How MMIF is versioned

We use semantic versioning with the major.minor.patch version scheme for the MMIF specification.

However, the CLAMS team doesn’t maintain multiple branches for different levels of versions. So the only major/minor versions that get bug fixes and updates, including any changes in MMIF specifications regardless of their significance, are always the latest ones.

schema and spec share the same version number. vocab is versioned independently. The sdk version relationship with the spec is under reconsideration; historically they shared major and minor numbers, but this constraint is being relaxed. A version of sdk ships the schema and declares clams-vocabulary as a dependency for type definitions.

Version compatibility and app pipeline

CLAMS pipeline means two or more CLAMS apps are chained together to process the same source data. Typically, a pipeline is formed to make use of outputs of one app as input to the next app.

There are two dimensions of version checking process in CLAMS pipelines.

  1. MMIF JSON syntax: As the sdk includes the schema, when a CLAMS app takes an input MMIF, the sdk will check if the input is valid under the schema included in it (If the app is not using sdk, it’s app developer’s responsibility to make sure the input is valid). Hence, MMIF version numbers themselves should play no role in the validation process.
  2. Annotation type versions: each annotation type has its own versioning (not SemVer, just a single integer versions). If an app written to take A_Type/vX as a target to process but sees A_Type/vY in an input MMIF (where X != Y), the app should know there’s possible version compatibility issue when processing the input. However, again, MMIF version numbers should not play any role in the type checking process.

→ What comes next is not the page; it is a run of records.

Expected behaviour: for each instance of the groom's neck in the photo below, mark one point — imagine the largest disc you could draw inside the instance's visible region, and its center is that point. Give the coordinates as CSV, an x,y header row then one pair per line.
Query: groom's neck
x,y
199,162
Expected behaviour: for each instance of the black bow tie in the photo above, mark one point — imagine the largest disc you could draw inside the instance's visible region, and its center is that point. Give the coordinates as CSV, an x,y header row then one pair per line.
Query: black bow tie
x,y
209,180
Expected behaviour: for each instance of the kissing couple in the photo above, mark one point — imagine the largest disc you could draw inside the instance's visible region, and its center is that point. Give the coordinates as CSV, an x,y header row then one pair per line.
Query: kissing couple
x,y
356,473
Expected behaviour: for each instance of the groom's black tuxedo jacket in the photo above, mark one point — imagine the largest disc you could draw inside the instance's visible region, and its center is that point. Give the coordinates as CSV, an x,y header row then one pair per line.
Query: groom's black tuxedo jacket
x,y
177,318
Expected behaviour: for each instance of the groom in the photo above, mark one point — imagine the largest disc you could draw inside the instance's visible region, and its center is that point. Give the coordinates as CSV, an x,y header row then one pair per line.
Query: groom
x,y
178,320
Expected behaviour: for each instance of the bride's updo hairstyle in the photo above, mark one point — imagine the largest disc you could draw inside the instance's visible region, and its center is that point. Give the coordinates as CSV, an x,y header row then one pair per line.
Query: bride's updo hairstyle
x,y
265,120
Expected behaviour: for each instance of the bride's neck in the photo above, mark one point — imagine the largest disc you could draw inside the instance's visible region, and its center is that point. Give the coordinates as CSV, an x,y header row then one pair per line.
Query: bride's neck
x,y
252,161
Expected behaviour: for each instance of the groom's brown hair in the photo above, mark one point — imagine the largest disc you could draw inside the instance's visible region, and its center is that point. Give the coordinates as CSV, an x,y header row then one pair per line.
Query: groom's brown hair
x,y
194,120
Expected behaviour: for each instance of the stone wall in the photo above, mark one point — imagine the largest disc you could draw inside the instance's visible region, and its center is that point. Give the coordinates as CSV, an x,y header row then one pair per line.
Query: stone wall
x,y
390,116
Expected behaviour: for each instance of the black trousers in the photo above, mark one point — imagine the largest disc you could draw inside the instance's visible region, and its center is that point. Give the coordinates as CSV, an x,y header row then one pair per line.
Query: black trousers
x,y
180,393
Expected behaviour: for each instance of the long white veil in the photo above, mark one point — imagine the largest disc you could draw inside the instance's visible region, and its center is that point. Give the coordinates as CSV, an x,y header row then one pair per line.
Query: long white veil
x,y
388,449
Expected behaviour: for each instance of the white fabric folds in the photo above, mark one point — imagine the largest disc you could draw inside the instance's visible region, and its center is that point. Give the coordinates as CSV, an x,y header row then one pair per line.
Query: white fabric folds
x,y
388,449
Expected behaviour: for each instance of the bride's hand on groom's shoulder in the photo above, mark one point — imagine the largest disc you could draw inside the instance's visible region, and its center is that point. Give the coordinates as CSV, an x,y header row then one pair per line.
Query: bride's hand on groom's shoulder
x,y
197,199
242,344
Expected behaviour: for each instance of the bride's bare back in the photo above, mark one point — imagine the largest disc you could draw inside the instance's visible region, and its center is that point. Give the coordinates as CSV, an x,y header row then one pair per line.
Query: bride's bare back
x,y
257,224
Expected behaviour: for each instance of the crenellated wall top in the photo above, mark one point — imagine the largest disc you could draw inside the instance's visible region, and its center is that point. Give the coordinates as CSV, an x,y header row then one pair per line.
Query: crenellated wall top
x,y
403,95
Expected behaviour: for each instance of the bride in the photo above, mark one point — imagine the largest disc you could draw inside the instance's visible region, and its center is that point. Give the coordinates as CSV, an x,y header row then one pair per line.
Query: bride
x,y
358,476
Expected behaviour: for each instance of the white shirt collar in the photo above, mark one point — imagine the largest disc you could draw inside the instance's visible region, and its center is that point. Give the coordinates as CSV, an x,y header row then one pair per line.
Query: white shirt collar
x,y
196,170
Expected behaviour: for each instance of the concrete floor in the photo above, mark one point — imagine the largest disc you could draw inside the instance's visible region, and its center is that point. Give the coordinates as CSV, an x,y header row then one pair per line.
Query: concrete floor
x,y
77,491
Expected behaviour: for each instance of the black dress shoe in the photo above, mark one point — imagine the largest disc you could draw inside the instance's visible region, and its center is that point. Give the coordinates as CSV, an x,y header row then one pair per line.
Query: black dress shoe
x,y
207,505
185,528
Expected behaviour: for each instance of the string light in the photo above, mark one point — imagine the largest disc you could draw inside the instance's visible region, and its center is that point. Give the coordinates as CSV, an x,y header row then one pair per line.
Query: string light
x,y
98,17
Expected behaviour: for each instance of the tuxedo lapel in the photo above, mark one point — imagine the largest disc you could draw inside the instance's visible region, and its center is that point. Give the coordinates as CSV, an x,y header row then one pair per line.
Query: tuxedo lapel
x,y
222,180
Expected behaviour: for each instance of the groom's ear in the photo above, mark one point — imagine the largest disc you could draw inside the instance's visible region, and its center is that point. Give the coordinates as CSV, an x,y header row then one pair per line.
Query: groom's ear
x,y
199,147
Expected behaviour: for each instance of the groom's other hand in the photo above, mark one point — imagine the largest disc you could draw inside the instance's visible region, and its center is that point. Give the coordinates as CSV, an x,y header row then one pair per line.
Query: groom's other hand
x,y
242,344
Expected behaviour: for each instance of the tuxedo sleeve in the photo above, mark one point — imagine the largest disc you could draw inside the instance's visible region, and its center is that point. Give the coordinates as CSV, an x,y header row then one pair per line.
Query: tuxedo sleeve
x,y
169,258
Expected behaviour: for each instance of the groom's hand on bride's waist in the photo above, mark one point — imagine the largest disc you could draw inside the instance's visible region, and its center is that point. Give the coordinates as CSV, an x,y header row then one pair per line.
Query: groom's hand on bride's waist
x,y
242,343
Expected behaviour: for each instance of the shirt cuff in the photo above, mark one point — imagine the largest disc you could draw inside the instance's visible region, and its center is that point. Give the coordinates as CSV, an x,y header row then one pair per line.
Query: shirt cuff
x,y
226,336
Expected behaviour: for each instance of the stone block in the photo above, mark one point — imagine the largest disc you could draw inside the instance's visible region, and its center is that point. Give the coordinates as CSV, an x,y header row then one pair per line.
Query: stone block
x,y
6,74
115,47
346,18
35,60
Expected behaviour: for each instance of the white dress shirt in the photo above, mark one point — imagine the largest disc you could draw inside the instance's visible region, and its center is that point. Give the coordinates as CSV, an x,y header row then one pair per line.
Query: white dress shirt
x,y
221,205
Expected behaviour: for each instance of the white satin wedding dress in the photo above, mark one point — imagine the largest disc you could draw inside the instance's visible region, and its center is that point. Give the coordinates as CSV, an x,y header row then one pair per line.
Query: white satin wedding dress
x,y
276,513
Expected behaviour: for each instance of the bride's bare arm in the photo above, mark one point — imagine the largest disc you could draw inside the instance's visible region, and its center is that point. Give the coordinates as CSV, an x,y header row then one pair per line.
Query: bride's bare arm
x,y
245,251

In short, in most cases app developers does not need to worry about MMIF versions when writing a CLAMS app, unless a new version is “breaking” and thus makes an app unusable in pipelines.

What constitute “breaking” changes

As mentioned above, there are two places where version compatibility matters. MMIF JSON syntax (schema), and definitions of types.

  1. breaking changes in the schema: any changes related to any required fields will probably be breaking changes. Required fields in JSON schema usually related to required, additionalProperties, or value conditions such as mixLength/maxLength.
  2. breaking changes in vocab and types: any changes in an individual annotation type will increase the version of itself. However, inside structures of annotation types are not validated by schema, hence app developers need to pay attention to the changes to the types that are relevant to their apps.

When writing an app using mmif-python and clams-python, a developer usually just targets A_Type (version unspecified) and a version is automatically inferred from the clams-vocabulary package installed alongside the sdk. Then when the clams-python-based app sees an annotation type in the input that does not match the target version, the default behavior is showing warnings and continuing processing.

The CLAMS team will try the best to identify possible breakage in a new release of MMIF in the release note.